Step 3, constructing a loss function module at the tail of the U-Net of the self-coding module and the self-decoding module respectively, and training the unsupervised learning network parameter model through a training set to obtain a trained unsupervised learning network parameter model;
the Loss function module comprises an N-Cuts Loss and a Reconstruction Loss, as shown in figure 1, wherein the N-Cuts Loss is at the end of the U-Net of the self-coding module, the Loss of the segmentation output is calculated, and only the U-Net of the self-coding module is optimized; the reconstraction Loss is at the end of the U-Net of the automatic decoder, SSIM is used for calculating Loss of reconstructed output, a conditional random field CRF is used as a post-processing step for fine-tuning the result, and the reconstraction Loss optimizes the U-Net of the self-encoding module and the U-Net of the self-decoding module;
through the above steps, since the image is subjected to the maximum pooling operation a plurality of times, it is possible to cause an increase in invariance, resulting in a decrease in positioning accuracy. In order to obtain finer boundaries of the image in the output phase, a conditional random field CRF is used as a post-processing step to fine-tune the result. The function of the CRF is as follows:
E(X)=∑φ(u)+∑ψ(u,v) (4)
where u and v are voxels, φ (u) is a unigram potential, and ψ (u, v) is an opponent potential. After the conditional random field CRF processing, manually identifying the clustering value corresponding to the liver area as a volume.

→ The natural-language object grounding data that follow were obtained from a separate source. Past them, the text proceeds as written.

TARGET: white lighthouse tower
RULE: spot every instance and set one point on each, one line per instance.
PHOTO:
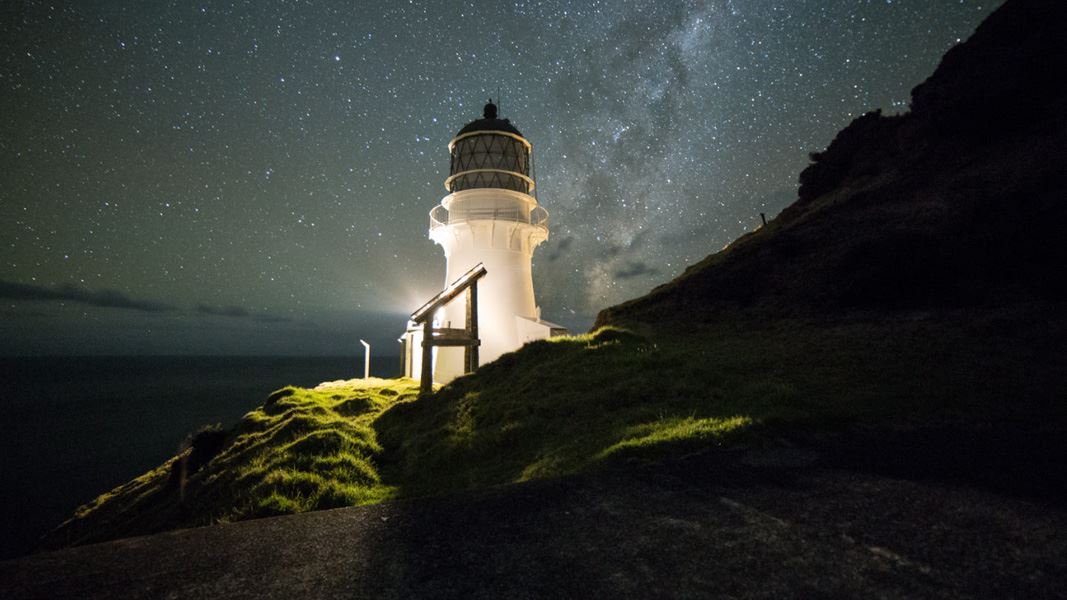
(490, 217)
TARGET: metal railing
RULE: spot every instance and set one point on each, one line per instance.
(441, 216)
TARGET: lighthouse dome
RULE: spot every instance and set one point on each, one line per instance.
(490, 153)
(489, 122)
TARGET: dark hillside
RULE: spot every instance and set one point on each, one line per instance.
(959, 203)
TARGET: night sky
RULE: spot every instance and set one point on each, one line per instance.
(254, 177)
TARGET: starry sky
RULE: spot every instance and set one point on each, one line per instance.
(254, 177)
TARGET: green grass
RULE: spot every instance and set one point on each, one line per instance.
(303, 449)
(608, 398)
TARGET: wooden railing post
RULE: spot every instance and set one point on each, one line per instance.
(426, 382)
(473, 327)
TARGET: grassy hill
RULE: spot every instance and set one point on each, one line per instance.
(906, 313)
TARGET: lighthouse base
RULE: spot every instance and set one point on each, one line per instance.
(448, 363)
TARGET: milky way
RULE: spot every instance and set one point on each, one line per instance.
(250, 177)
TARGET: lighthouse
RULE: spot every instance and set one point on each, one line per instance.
(490, 217)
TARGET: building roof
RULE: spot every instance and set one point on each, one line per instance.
(489, 122)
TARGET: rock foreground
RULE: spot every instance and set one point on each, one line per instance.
(734, 523)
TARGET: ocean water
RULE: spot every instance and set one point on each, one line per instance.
(73, 428)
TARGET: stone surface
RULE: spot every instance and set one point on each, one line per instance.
(704, 526)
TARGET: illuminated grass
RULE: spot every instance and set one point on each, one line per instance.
(686, 430)
(303, 449)
(607, 398)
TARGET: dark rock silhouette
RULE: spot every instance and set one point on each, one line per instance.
(958, 203)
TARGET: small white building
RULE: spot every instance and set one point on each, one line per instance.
(491, 217)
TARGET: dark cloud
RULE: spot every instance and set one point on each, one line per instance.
(222, 311)
(107, 298)
(271, 318)
(634, 269)
(240, 313)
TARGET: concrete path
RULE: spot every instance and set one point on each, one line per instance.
(702, 527)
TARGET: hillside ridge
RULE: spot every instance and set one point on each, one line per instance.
(957, 203)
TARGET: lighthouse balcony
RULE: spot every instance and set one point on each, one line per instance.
(441, 217)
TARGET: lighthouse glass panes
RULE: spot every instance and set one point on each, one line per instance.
(490, 160)
(489, 218)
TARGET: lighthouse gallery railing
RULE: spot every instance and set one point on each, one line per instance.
(441, 216)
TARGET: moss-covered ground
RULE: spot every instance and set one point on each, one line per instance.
(610, 397)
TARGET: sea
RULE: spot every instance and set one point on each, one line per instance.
(72, 428)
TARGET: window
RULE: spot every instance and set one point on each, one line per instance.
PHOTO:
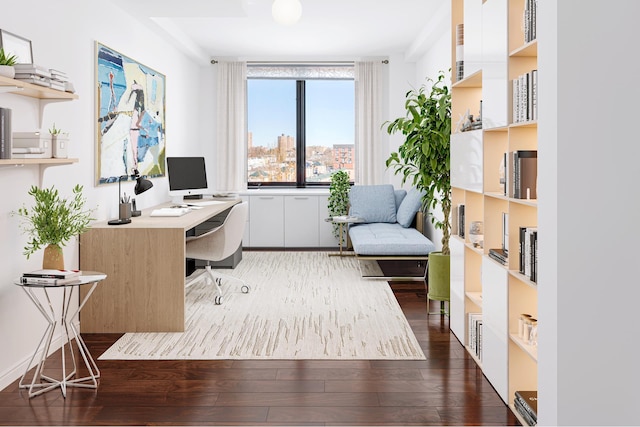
(300, 124)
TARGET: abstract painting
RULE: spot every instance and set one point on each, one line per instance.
(130, 117)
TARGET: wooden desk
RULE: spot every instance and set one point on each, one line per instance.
(145, 266)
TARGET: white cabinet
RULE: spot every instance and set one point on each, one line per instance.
(495, 336)
(495, 45)
(472, 36)
(300, 221)
(466, 160)
(266, 220)
(288, 219)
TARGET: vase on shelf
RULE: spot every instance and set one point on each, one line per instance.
(53, 258)
(7, 71)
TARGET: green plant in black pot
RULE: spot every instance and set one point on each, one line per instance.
(338, 203)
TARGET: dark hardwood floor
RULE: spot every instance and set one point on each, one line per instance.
(445, 389)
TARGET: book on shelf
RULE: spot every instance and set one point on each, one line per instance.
(475, 334)
(48, 281)
(53, 274)
(498, 254)
(526, 403)
(523, 174)
(505, 233)
(460, 220)
(527, 255)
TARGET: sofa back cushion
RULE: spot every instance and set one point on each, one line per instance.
(409, 207)
(373, 203)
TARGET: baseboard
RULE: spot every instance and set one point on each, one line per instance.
(14, 373)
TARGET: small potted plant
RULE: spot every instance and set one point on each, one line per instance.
(59, 142)
(52, 221)
(338, 203)
(7, 61)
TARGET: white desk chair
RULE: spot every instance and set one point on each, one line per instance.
(216, 245)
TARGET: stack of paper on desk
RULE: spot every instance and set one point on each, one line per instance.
(170, 211)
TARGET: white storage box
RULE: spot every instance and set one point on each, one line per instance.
(38, 145)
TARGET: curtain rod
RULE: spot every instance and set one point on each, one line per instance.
(384, 61)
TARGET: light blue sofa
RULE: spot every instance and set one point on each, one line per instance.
(388, 230)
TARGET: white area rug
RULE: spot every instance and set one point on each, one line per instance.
(302, 305)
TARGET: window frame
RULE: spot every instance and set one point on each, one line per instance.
(301, 146)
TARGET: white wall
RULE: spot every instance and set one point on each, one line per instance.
(63, 37)
(588, 289)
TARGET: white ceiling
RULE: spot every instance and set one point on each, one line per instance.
(207, 29)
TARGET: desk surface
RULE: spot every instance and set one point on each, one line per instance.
(185, 222)
(145, 266)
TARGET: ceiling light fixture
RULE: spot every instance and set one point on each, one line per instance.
(286, 12)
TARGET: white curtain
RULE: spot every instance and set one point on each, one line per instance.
(231, 128)
(370, 160)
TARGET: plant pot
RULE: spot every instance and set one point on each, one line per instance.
(53, 258)
(7, 71)
(438, 278)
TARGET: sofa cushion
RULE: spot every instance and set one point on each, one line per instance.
(399, 195)
(382, 239)
(373, 203)
(409, 207)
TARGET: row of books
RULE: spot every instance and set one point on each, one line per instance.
(521, 174)
(526, 404)
(458, 221)
(475, 334)
(529, 18)
(38, 75)
(51, 277)
(529, 252)
(525, 97)
(459, 52)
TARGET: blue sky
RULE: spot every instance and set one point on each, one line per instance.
(330, 111)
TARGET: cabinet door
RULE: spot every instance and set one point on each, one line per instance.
(494, 67)
(266, 221)
(301, 221)
(495, 340)
(326, 239)
(466, 160)
(457, 312)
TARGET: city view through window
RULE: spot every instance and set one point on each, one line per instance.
(328, 129)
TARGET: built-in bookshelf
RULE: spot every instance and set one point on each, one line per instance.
(494, 176)
(45, 96)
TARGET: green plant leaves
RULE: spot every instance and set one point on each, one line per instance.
(52, 219)
(424, 157)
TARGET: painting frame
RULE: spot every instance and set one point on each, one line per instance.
(14, 44)
(130, 118)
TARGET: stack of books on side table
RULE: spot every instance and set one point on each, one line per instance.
(526, 403)
(51, 277)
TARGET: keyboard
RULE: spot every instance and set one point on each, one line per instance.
(170, 211)
(205, 203)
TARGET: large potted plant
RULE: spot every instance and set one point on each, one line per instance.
(52, 221)
(424, 160)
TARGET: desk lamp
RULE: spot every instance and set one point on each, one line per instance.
(125, 214)
(142, 185)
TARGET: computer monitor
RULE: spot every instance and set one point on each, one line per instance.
(187, 177)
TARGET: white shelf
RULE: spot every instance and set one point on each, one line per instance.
(532, 351)
(475, 297)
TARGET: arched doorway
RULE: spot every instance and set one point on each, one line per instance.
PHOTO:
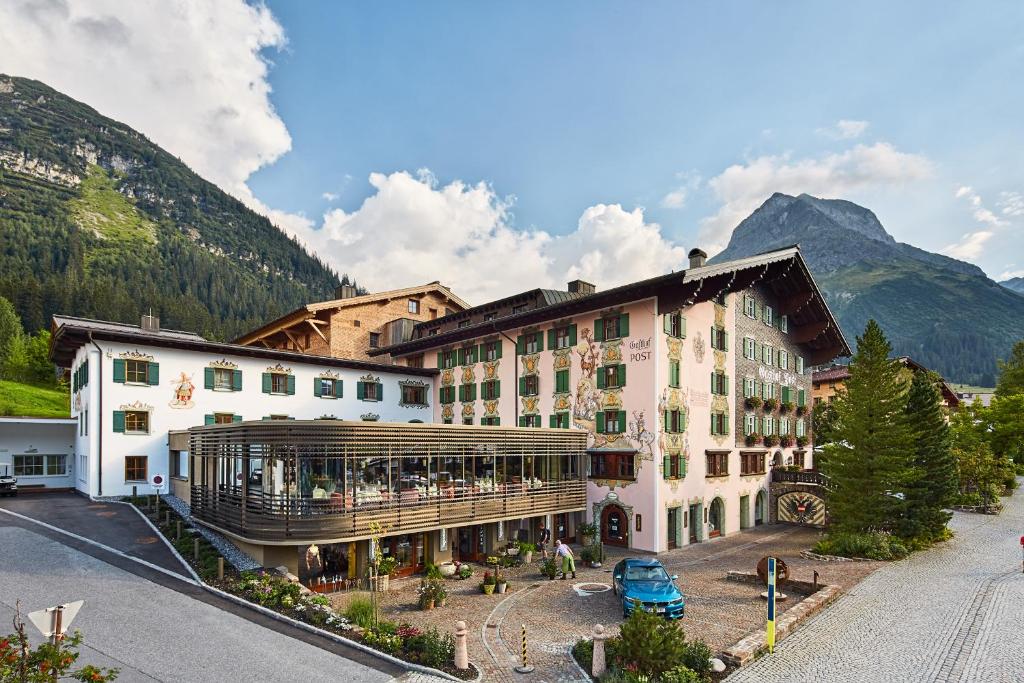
(716, 518)
(614, 526)
(759, 509)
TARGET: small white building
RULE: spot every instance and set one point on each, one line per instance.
(39, 452)
(132, 385)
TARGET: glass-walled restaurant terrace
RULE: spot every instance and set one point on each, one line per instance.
(326, 480)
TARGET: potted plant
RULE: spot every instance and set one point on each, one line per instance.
(550, 568)
(526, 552)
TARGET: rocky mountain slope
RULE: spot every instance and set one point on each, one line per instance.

And then merging the rest clusters so as to obtain liver region segmentation of the rest clusters.
Step 4, testing the trained unsupervised learning network parameter model, verifying the effect of the model, and obtaining a feasible unsupervised learning network parameter model if the effect is in line with expectation;
and 5, inputting the image to be segmented into a feasibility unsupervised learning network parameter model to obtain a segmented liver region image.

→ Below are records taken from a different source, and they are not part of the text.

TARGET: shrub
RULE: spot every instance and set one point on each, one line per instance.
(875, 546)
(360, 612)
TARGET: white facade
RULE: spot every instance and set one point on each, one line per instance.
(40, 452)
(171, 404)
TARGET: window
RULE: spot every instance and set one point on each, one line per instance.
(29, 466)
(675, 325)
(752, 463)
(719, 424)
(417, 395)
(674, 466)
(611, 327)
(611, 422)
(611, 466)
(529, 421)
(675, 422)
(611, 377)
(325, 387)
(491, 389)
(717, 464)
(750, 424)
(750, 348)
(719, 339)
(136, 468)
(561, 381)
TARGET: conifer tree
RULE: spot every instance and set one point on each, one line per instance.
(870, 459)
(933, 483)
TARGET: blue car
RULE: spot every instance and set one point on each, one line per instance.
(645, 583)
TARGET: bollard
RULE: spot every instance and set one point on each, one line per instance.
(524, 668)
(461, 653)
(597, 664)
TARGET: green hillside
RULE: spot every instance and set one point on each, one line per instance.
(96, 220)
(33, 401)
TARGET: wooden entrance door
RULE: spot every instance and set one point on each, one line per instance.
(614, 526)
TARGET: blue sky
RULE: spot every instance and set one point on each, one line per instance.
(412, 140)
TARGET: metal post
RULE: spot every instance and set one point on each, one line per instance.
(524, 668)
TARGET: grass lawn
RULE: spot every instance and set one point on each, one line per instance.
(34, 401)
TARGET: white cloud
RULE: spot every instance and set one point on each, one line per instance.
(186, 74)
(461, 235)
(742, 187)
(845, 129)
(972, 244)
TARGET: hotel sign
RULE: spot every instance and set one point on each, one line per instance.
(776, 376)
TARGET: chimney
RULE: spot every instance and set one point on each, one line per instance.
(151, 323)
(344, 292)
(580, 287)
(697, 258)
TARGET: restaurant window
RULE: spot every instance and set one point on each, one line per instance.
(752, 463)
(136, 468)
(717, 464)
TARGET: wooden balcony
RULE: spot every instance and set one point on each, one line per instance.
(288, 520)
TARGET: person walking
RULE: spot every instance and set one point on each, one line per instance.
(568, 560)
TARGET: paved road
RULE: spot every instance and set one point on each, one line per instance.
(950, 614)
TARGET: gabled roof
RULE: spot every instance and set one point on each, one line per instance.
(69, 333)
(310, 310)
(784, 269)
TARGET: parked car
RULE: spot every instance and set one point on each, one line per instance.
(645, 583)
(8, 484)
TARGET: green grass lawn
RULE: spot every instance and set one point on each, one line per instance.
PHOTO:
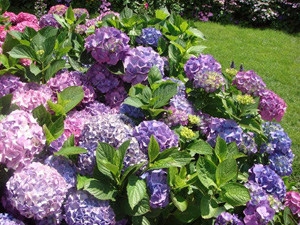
(274, 55)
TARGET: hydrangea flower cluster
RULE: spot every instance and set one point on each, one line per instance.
(159, 189)
(138, 63)
(149, 36)
(82, 208)
(165, 137)
(37, 191)
(21, 138)
(249, 82)
(202, 64)
(107, 45)
(227, 129)
(209, 81)
(271, 106)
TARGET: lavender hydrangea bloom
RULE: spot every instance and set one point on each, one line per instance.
(21, 138)
(202, 64)
(65, 168)
(6, 219)
(165, 137)
(149, 36)
(83, 208)
(249, 82)
(227, 129)
(9, 84)
(138, 63)
(227, 218)
(268, 180)
(271, 106)
(108, 45)
(99, 76)
(37, 191)
(157, 183)
(209, 81)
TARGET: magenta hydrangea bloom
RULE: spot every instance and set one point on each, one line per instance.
(165, 137)
(249, 82)
(271, 106)
(83, 208)
(202, 64)
(138, 63)
(32, 95)
(37, 191)
(101, 78)
(107, 45)
(292, 200)
(21, 138)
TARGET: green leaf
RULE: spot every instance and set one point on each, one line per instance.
(235, 194)
(136, 190)
(179, 201)
(226, 171)
(70, 151)
(210, 208)
(221, 149)
(23, 52)
(206, 171)
(153, 149)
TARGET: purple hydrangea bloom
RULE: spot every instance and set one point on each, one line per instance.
(278, 140)
(100, 77)
(181, 103)
(227, 218)
(209, 81)
(227, 129)
(9, 84)
(108, 45)
(83, 208)
(6, 219)
(48, 20)
(37, 191)
(249, 82)
(165, 137)
(65, 168)
(138, 63)
(159, 188)
(21, 138)
(202, 64)
(270, 181)
(149, 36)
(271, 106)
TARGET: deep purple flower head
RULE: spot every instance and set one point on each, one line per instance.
(227, 129)
(270, 181)
(149, 36)
(138, 63)
(100, 77)
(278, 140)
(6, 219)
(271, 106)
(202, 64)
(83, 208)
(159, 189)
(227, 218)
(48, 20)
(37, 191)
(165, 137)
(9, 84)
(249, 82)
(65, 168)
(108, 45)
(209, 81)
(292, 200)
(181, 103)
(21, 138)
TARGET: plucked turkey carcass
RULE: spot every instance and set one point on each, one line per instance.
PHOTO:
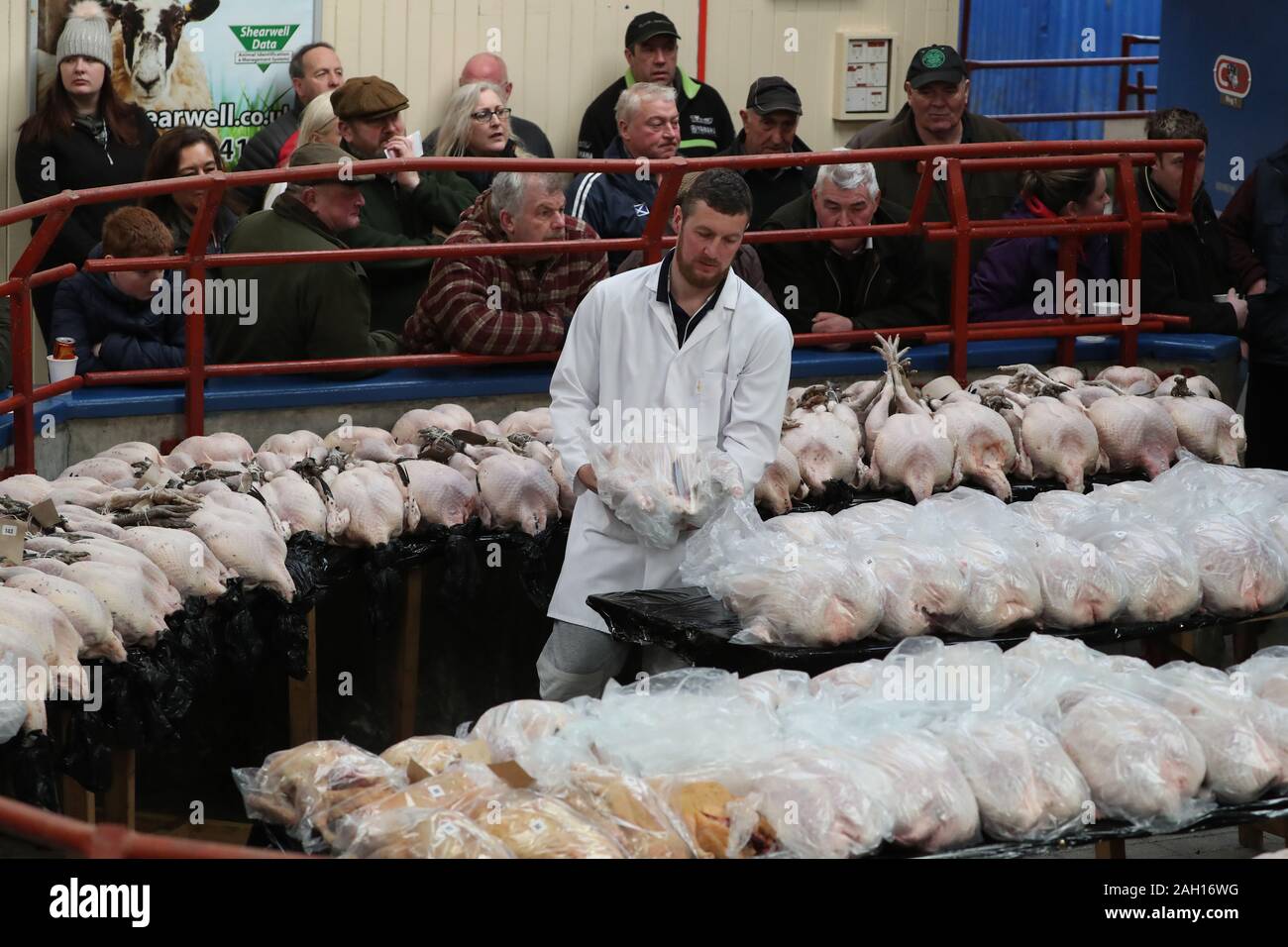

Further, the non-linear activation function specifically used by the unsupervised learning network parameter model in the training process in step 3 is a parameter rectification linear unit or a PReLU, and the PReLU can adaptively learn a hyper-parameter alpha which has a difference in negative result usage in the training process; a uniform batch of process-sized liver region images is used in training the unsupervised learning network parameter model.
Further, the N-Cuts Loss in step 3 is specifically:
wherein ω (-) is
The reconfiguration Loss function is specifically as follows:
wherein SSIM is the structural similarity index, wherein μ
x、μ
yIs the average of x and y and,
is the variance σ of x and y
xyIs the covariance of x and y, C1, C2 are positive integers that prevent the denominator from being approximated to 0.
It is to be understood that the invention is not limited to the examples described above, but that modifications and variations may be effected thereto by those of ordinary skill in the art in light of the foregoing description, and that all such modifications and variations are intended to be within the scope of the invention as defined by the appended claims.